The Healthcare Conundrum

Posted On October 24, 2016 by David Miller, MBA '14
Categories Profiles

Examining the healthcare plans of both presidential candidates, associate professor Bill Custer gives voters something to think about.

Bill Custer

Bill Custer

The 2016 presidential election cycle hasn’t had much focus on the issues; however, one member of the town hall audience in the second presidential debate asked a question about the Affordable Care Act.
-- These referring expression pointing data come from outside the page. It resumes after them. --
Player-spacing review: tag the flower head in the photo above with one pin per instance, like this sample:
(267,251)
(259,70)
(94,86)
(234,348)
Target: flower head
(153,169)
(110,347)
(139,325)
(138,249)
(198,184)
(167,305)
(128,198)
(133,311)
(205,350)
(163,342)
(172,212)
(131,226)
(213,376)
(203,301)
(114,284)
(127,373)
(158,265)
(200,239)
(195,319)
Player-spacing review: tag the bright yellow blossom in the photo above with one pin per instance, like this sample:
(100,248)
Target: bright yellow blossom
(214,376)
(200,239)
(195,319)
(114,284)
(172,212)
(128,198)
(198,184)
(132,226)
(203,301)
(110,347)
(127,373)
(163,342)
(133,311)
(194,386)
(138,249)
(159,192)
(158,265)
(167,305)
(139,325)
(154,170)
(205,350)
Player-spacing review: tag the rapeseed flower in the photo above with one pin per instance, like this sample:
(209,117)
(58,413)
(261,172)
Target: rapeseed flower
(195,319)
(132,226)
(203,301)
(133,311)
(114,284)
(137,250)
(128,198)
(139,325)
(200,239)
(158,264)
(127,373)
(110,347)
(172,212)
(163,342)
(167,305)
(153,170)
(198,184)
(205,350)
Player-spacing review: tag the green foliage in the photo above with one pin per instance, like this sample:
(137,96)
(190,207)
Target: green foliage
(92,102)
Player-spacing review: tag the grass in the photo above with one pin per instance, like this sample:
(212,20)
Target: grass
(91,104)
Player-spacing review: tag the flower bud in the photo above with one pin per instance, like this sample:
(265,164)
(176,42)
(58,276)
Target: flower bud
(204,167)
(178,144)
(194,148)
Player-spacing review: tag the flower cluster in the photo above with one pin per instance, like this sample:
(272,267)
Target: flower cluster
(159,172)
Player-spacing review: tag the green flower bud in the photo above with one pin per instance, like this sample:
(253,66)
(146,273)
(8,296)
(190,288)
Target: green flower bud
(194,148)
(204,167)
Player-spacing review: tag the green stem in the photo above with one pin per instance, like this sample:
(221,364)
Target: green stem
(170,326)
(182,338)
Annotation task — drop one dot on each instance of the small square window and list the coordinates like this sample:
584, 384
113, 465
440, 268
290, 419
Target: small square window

He wanted to know what the candidates plans were to combat rising costs and declining coverage.

This is an issue that has kept Bill Custer, associate professor of health administration and director of the Center for Health Services Research at the Robinson College of Business, busy this election cycle.

His comments have been picked up by publications at both the national and local level, by academic research journals and general news organizations.

“Healthcare hasn’t received much coverage this election cycle,” Custer said. “Healthcare is a difficult, complicated subject with a lot of moving parts. It’s not easy for politicians to talk about, and it is not easy for consumers to get enough information about, especially in an election cycle with so much going on.”

Custer says that any discussion about healthcare and healthcare reform obviously has to start with the Affordable Care Act (ACA).

“The ACA increased the number of Americans with health insurance,” Custer argues. “It has affected millions of Americans in a positive way.”

In Custer’s opinion, the replacement for the ACA must have a minimal impact on the number of insured Americans; however, he also notes that the impact of any changes will not be felt in 2017 but in 2018 and beyond.

The two candidates obviously have very different approaches to the Affordable Care Act. In response to the question in the second debate, Hillary Clinton said, “I want very much to save what works and is good about the Affordable Care Act, but we’ve got to get costs down. We’ve got to provide additional help to small businesses so that they can afford to provide health insurance.”

“Obviously, there are technical fixes that need to be made, but those are not the most serious issues facing the exchanges,” says Custer.

Custer explains that the healthcare exchanges create a marketplace. The ACA removed a limit on pre-existing conditions that has caused an inefficiency in this marketplace.

“Insurance companies have faced increased costs from covering individuals with pre-existing conditions,” Custer said. “Individuals who were cheaper to insure were supposed to offset the risk, but that has yet to happen. As a result, insurance companies have decided to leave exchanges in states where they are losing money.”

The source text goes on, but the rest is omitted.